A review on capacity sizing and operation strategy of grid-connected photovoltaic battery systems

Abstract

Due to the fluctuation and intermittency of distributed PV generation, battery energy storage is required with higher renewable installation towards carbon neutrality. Thus, the photovoltaic battery (PVB) system receives increasing attention. This study provides a critical review on PVB system design optimization, including system component sizing and strategy improvement studies, from mathematical modeling, evaluation system establishment to feasibility and optimization studies. Several PVB simulation software packages are compared and evaluated, and acknowledged system models are presented. The evaluation indicators are summarized from various aspects with cases of various evaluation systems combining different indicators or using the Pareto front for multi-criteria system designing. The PVB system feasibility study is analyzed from system configuration variation, critical technical and economic parameter analyses, rule-based operation strategies to future expectations like large-scale energy storage profitability, grid parity, and energy community trading platform.
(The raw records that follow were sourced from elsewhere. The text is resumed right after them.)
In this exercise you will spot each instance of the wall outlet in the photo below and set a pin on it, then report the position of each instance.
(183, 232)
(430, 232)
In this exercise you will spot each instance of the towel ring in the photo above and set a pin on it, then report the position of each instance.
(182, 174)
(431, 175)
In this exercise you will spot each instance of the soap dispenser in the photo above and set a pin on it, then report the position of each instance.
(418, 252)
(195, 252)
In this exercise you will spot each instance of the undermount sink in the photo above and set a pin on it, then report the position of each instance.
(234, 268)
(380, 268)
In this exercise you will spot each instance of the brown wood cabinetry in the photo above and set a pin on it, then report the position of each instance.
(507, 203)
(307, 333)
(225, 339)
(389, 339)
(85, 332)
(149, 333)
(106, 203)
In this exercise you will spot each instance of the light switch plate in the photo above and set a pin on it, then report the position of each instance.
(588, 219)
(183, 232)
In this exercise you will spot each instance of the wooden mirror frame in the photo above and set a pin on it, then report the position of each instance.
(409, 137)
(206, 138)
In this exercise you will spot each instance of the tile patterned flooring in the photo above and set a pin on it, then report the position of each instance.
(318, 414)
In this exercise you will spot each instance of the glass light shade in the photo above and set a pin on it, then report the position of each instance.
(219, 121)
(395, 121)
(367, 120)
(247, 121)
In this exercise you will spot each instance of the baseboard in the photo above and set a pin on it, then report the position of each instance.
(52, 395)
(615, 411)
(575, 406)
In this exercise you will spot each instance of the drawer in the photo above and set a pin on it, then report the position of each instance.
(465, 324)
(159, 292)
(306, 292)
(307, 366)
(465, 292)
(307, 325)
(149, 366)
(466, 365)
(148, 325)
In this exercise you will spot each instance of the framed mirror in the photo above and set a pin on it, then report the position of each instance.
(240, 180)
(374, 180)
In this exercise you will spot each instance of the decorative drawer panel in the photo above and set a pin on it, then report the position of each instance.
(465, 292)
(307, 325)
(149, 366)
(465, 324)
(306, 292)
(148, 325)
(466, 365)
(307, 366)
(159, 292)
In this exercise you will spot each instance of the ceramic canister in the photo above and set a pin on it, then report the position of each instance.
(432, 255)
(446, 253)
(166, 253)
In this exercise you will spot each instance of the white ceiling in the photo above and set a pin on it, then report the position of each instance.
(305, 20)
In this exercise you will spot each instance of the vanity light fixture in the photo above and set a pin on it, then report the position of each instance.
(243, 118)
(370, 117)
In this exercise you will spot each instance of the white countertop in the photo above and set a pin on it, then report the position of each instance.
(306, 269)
The targets, methods, tariff and time resolution influences, and PVB system capacity optimization design recommendations are critically discussed. The research directions for system operation development and future expectations are analyzed from system feasibility, flexibility to resilience. The co-planning of PVB system capacity and operation design optimization makes the problem complicated, leading to relatively short time resolution but more flexibility to system operation strategy. This study could provide guidance and references to distributed PVB system future design and optimization studies.